Очерчивающий меня мужской взгляд застревает в области распахнутой рубахи, на зияющем меж грудей восходящем солнце. При нынешних обстоятельствах – увязнувшим в линии горизонта, провалившимся, ибо время его пришло). Хозяин Монастыря касается выведенного рукой Гелиоса рисунка и, словно бы, обжигается. Я же танцую пальцами по костяшкам его пальцев, где выведена надпись об отсутствии святости. Первое, что я смогла прочесть на старом наречии. Первая и единственная истина, которая беспрекословно преследовала и Яна, и меня, и всех нас.

– Это сделал он?

Удивительно, что у Хозяина Монастыря не хватает духу назвать оставившего нас друга по имени.

– Да, это сделал Гелиос, – ударяю я.

– Разреши и мне оставить свою историю?

– Уже. Но давай.

Острые покалывания и заполняющие чернила вырисовывают на руке моей – меж запястьем и локтевым сгибом – летящую стрелу: острую и пёструю. Я восхищаюсь ею и поднимаю руку выше, дабы рассмотреть; пальцы упираются Яну в грудь, а он, пожав плечами, говорит:

– Так и есть. Попала.

Бог

Женщина выходит из воды. Я расчёсываю белоснежные власы её белоснежной лошади. Смеркается, а потому неутомимый ветер обгладывает бледную кожу и велит стройному стану окунуться в шёлковые ткани. Халат падает на её плечи и тонким поясом обвязывает талию, которая обвязана рисунком ползущей змеи. Искуснее картины на теле мне видеть не доводилось.

Женщина приглаживает лошадь и одаривает меня искушающим взглядом. Обеих увожу в дом. Одну кормлю сахаром, другую – ласками. Обхватываю змею в несколько оборотов обхватившую её хрупкое тело. Женщина стаскивает с меня мантию и просит – для тепла – накрыть собою.

Женщина

Я наблюдаю за тем, как мужчина, склонившись над бумагами, выводит тончайшим пером искуснейший вензель. Я наблюдаю за танцующим на горизонте песком, что предвещает скорое прибытие или недавнее отбытие конвоя. Я наблюдаю за редеющей жидкостью на дне двух, примыкающих друг к другу, стаканах. Я наблюдаю за тлеющей сигаретой, оставленной мной в надежде, что мужчина сожмёт её в зубах и, нервно пересказывая чей-то разговор, докурит. Я наблюдаю за Яном и в пару секунд он видится мне былым: до всех наших разговоров, действий и близости. До нашей встречи. Таким, каков он был; каким мне полюбился.
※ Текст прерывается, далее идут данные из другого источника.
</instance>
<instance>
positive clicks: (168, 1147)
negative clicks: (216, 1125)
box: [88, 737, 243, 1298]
Сбрасываю ноги с подоконника и упираюсь носками в край стола. Недовольный взгляд поднимается с пляшущих букв на меня, а рука обхватывает щиколотку, дабы столкнуть неугодный жест.

– Прекрати, Луна, – говорит занятый. – Ты знаешь правило: не прикасаться к столу.

Напористо привлекаю внимание, вычерчивая босой ногой рисунки по мужской рубахе.

– Прекрати, ну.

Отрывается от бумаг и обращается взглядом, желает прорычать, но вместо того ловит моё довольное лицо. А я ловлю его лицо, обхватывая руками и пригреваясь губами. Мне хочется поцеловать его таким, каков он был в наш первый поцелуй.

Но то не случается. Не чувствую его.

– Прости, – говорю я и быстро отстраняюсь, не позволив рукам взобраться по рукам.

Ян впопыхах прихватывает следом: с того начинается его безумие. Или же оно крепчает?

– Забудь, что я сделала.





– Как это возможно?

– Просто забудь. Выкинь из головы последнюю минуту жизни и занимайся своими бумагами дальше, ладно?

– Ты издеваешься что ли?

– А похоже?

– Да, Луна. На это и похоже.

Хозяин Монастыря откидывается в кресле и сердито скрещивает руки на груди.

– Это неправильно, ясно? – взвываю я, подразумевая его причастность к смерти Бога Солнца, продолжительность траура и всё это непонимание в целом.

– А что есть правильно? – в ответ разит он. – Когда мы делали что-либо правильно?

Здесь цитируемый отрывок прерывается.